HV: Tough question, with a catch-22 we can’t yet wrap our heads around. While analog film generates great waste and chemical pollution, digital media produces enormous amounts of hardware waste that, because it costs a lot to recycle responsibly, we ship instead to poorer or less developed countries, where entire villages sprout up over the scavenging and salvaging of metals, workable parts and even personal information (credit card details, secure government documentation, you name it) from our digital waste. This is achieved through the hazardous use of chemicals that physically destroy the people using them and eventually pollute the earth and water of these “digital dumping grounds,” already leading to terrible health conditions and deformities for the generation being born today. It’s a nightmare. So what should we do: stop making computers? Stop making movies? That is an option—we could just stop making stuff altogether, but that seems hardly likely since “production” and “growth” and “progress” are the benchmarks of our civilization. And whether there is a “proper” attitude for a director or artist to take is so hard to say and, ultimately, subjective—I have strong views on this, but this forum is not about where I personally draw the line between creative freedom and ethical responsibility. Sure, it would be nice if American cinema produced fewer pointless movies about blowing things up and more progressive films about social issues, but that is antithetical to consumer culture and the ideology of capitalism.
SL: On April 21, The New York Times published “As Consumers Cut Spending, ‘Green’ Products Lose Allure.” Is ‘green’ art similarly threatened? Will film production companies always insist on the cheapest production possible, regardless of the environmental impact?

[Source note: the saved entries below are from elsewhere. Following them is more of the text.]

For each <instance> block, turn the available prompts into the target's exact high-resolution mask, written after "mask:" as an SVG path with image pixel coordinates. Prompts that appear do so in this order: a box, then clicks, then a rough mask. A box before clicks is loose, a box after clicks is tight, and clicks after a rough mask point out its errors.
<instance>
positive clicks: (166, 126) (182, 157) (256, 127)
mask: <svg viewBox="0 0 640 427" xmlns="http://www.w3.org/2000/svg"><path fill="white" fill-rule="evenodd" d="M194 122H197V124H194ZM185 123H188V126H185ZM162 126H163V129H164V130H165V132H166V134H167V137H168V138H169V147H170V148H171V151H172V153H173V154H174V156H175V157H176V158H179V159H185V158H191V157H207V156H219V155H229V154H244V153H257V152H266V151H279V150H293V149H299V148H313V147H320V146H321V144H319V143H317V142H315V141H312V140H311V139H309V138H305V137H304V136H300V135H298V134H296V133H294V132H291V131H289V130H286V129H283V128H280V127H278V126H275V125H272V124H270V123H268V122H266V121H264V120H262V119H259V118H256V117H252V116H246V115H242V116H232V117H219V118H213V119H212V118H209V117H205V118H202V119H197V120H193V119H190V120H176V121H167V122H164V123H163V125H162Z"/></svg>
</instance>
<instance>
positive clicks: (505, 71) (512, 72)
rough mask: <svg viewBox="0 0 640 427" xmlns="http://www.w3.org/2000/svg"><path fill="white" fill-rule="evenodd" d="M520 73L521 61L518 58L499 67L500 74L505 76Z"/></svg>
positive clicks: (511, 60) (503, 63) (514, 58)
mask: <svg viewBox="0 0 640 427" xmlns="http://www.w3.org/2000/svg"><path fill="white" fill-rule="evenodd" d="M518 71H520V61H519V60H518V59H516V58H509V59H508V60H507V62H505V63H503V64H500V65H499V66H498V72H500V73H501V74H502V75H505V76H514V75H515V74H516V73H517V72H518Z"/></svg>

HV: This is the central crux of the problem! No industry will do anything that hurts profits; however, profit margins have been driven by myopic, quick-gain models. Short-term plans haven’t cared much about long-term effects, but now an entire civilization is having to reconcile itself to the fact that, at some point, gas will run out; at some point, water will run out. And, while this may not scare companies in and of itself, what does scare them is this: As they run out, these resources become more expensive to use. We are on the cusp today of realizing that radical changes need to be made to our industrial and cultural modes of production; what we require is, 1) political activism and organizational efforts to convince the old guard that, when the old ways have been let go, they will still have a place, will still have jobs, will still have a livelihood; and, 2) innovations proving that sustainable practices can be as cost-efficient and profitable as wasteful practices. Hollywood studios are no different; while Hollywood is certainly concerned about its public image, it makes its decisions based on economics. But, as natural resources become more expensive and the economy slows, studios have started to push for more cost-efficient sustainable practices: reusing sets and props, solar-powered transportation on the lots, productions that generate a minimized carbon footprint. It’s important to demonstrate how these strategies can help a studio—like any other company—minimize cost and maximize profit.
The colloquium is free and open to the public. Edison Theatre will host the event.